La Chiesa, i cattolici e la Resistenza
a cura di Luigi Fiorani, Edizioni di Storia e Letteratura, 2009, pp.523, euro 65,00
Diciannove autori e autrici di diverso orientamento culturale pubblicano testimonianze e risultati di ricerche su una vasta mole di documenti consultati in archivi statali,comunali, ecclesiastici e di partiti politici.
Le vicende di parrocchie di periferia e di quartieri borghesi, di grandi e di piccoli istituti religiosi, di uffici ecclesiastici, si intrecciano a Roma con i drammi della popolazione: tra paure e angosce, tra repressioni e persecuzioni, tra deportazioni ed esecuzioni, tra resistenza armata e concrete forme di solidarietà. Una periferia, soprattutto, che pagando tributi di sangue combatte dalla Magliana alla Montagnola, a Porta San Paolo, lungo le vie Prenestina e Casilina, ai lembi della “Città aperta”.
In questa storia - che è religiosa e speciale al tempo stesso – emergono le figure dei “parroci della Resistenza”. Tra i nomi messi in rilievo, in uno dei saggi, è dato risalto al parroco di Gesù Buon Pastore: il paolino don Pierluigi Occelli (1903-1994), più conosciuto come don Pietro. Fu lui a partecipare a una delle prime azioni di Resistenza all’occupazione tedesca, subito dopo l’8 settembre del ’43; fu lui a formare il primo gruppo partigiano cristiano (circa un centinaio di componenti).
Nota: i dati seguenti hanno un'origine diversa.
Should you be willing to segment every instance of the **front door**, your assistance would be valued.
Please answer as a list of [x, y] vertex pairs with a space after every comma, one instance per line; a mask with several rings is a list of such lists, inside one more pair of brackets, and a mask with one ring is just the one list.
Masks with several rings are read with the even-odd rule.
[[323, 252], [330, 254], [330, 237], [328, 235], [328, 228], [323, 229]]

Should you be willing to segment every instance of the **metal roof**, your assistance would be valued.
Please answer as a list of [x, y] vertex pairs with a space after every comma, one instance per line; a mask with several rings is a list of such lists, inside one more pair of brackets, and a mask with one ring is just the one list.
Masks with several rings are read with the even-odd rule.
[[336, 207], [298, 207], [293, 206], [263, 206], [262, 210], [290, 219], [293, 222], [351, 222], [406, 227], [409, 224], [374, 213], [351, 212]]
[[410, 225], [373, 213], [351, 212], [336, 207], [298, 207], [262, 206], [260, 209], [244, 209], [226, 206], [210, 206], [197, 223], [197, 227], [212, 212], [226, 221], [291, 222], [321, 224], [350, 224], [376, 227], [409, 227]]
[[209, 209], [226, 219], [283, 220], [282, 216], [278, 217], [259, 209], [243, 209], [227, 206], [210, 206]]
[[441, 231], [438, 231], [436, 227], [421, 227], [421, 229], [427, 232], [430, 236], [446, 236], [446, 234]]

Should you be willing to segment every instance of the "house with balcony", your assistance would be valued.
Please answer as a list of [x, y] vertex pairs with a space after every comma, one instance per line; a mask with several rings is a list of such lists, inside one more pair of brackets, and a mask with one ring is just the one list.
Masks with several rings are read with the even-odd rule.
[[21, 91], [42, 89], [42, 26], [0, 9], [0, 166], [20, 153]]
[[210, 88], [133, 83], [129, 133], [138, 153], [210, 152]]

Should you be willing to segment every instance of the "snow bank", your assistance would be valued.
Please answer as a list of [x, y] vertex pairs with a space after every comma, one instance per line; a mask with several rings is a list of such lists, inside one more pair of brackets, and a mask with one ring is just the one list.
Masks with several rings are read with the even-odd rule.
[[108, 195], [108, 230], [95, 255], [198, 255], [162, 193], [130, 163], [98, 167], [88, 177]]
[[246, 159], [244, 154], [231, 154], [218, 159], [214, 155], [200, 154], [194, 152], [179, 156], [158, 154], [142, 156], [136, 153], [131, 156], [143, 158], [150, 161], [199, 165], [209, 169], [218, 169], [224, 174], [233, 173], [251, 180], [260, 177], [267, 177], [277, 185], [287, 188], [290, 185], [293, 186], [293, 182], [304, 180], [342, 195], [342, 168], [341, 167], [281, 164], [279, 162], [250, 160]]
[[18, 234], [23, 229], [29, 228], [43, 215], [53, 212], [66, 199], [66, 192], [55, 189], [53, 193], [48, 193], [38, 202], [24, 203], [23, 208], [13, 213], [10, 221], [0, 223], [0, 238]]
Il 9 settembre, con un nucleo di democratici e di antifascisti, con i granatieri e altri militari si batté a Porta San Paolo contro l’occupante tedesco (anche per questo, venne poi insignito della medaglia d’argento al valor militare).E nella parrocchia del Buon Pastore trovarono salvezza perseguitati politici ed ebrei.
Insieme a don Occelli, nel saggio sono ricordati: don Fiorello Piersanti vice-parroco dei Santi Angeli Custodi a Montesacro, il guanelliano don Luigi Manazza (parroco a Valle Aurelia), don Ferdinando Volpino (parroco a Donna Olimpia).
Padre Fiorello Piersanti, a Montesacro, aprì le porte della parrocchia per accogliere giovani legati al Partito d’Azione, in contatto con alcuni ebrei. Mentre don Luigi Manazza, a Valle Aurelia, con i suoi parrocchiani e un gruppo di residenti trasformò alcune fornaci spente della zona in rifugio per antifascisti ed ebrei, indirizzando i perseguitati “per la razza” alla Casa Don Guanella presso Sondrio, un posto dal quale con relativa facilità si poteva riparare in Svizzera.
Don Ferdinando Volpino è stato un esempio di particolare “resistenza”: a Donna Olimpia aprì la canonica a riunioni clandestine, ospitando una settantina di ebrei nello scantinato della chiesa, destinato anche a deposito di armi per le formazioni partigiane.
Tra tanti ricordi e storie, nelle oltre cinquecento pagine complessive dei saggi, raccolti in questo volume, è evidenziato che un aiuto importante che arrivava dalle parrocchie, oltre l’ospitalità o il sostegno economico, stava nella ricerca di espedienti per non applicare le leggi razziali.